I am fascinated by the idea of gardening. I want to feel warm earth between my fingers, and bite into a juicy tomato right off the vine. I want to preserve my crop and line the beautiful jars in rows that I can admire, and 'shop' from.
I think it all started when I was little. My parents have always had a garden. Like all other families: they had good years and bad. Sometimes we had issues with pests or drought or flooding. Gardening is always a gamble, but it was one that we won big with most of the time.
Hubby and I don't have the square footage my folks do though. Our house is on a small-ish lot which is almost totally shaded by enormous maple trees. There is a patch of the deck/patio which gets a good amount of sun daily, but it is a small patch to be sure.
For the past few years I've delved into container gardening, and it's been great fun (though with mediocre results). I keep trying though, because I know that someday I'll get it figured out.
|not my garden. pic via bing! images.|
Both books offer a lot of wonderful information and ideas for making the most of small spaces.
The "Urban Homesteading" book is a bit heavy-handed with the political aspect of gardening and spends a lot more time than I felt was necessary detailing things like Global Warming and Carbon Footprints. I don't choose to garden or preserve my own food out of a desire to be kind to the planet, or whatever. I do it because it's smart, frugal and tradition. But I digress. This book is full of great pictures and some wonderful ideas. I don't have the space (or the accommodating neighbors) needed to grow animals, but the sections on goats and chickens were especially great. This one won't be my go-to book, but it will serve as a handy back-up.
I fell in love with the second book "The City Homesteader" almost from the first page. Filled with whimsical illustrations, it keeps to the basics. There are a lot of well thought out and detailed projects in this book, as well as a lot of general information that will be very helpful.

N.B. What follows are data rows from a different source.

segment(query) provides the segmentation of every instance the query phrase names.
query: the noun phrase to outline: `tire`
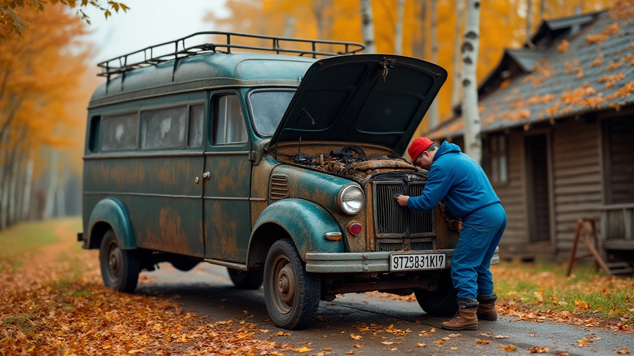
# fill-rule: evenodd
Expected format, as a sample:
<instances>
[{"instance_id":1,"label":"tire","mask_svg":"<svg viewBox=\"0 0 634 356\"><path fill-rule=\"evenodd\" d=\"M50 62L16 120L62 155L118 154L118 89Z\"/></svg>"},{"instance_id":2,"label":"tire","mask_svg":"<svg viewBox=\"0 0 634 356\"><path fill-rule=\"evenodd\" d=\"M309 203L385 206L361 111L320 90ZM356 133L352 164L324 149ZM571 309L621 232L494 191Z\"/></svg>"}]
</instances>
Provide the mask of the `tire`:
<instances>
[{"instance_id":1,"label":"tire","mask_svg":"<svg viewBox=\"0 0 634 356\"><path fill-rule=\"evenodd\" d=\"M197 266L198 261L191 260L185 257L181 257L172 260L169 262L169 263L172 264L174 268L179 270L182 270L183 272L187 272L188 270L191 270L192 269Z\"/></svg>"},{"instance_id":2,"label":"tire","mask_svg":"<svg viewBox=\"0 0 634 356\"><path fill-rule=\"evenodd\" d=\"M449 274L439 279L436 290L417 289L414 294L420 307L431 316L451 317L458 310L458 291L453 288Z\"/></svg>"},{"instance_id":3,"label":"tire","mask_svg":"<svg viewBox=\"0 0 634 356\"><path fill-rule=\"evenodd\" d=\"M256 270L238 270L232 268L227 268L229 277L233 282L233 285L238 289L257 289L262 285L264 279L264 271L262 269Z\"/></svg>"},{"instance_id":4,"label":"tire","mask_svg":"<svg viewBox=\"0 0 634 356\"><path fill-rule=\"evenodd\" d=\"M321 298L319 275L306 272L290 239L278 240L269 250L264 284L266 310L280 327L303 329L317 317Z\"/></svg>"},{"instance_id":5,"label":"tire","mask_svg":"<svg viewBox=\"0 0 634 356\"><path fill-rule=\"evenodd\" d=\"M133 293L141 271L139 253L136 250L121 250L114 231L106 231L99 248L99 262L103 284L115 291Z\"/></svg>"}]
</instances>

After reading the section on berries, I realized that we should plant raspberries (and I now know just the place to do it). I also learned how to make a potato barrel, a compost pile, and a rain barrel. I discovered why my heirloom tomatoes didn't produce much last year. I now want to get a strawberry pot and make some of those upside-down tomato planters (the book tells how to make your own). There are tips on growing indoors as well as all the helpful outdoor tips. I also found the edible plant identification section to be very informative. I know that I'll be using this book a lot. It is full of wonderful illustrations and great information. It's a fun read even if you have lots of room to plant, but I'd definitely recommend it to anyone with a space problem for sure.
Note: Review based upon my own opinion only. I was not compensated in any way.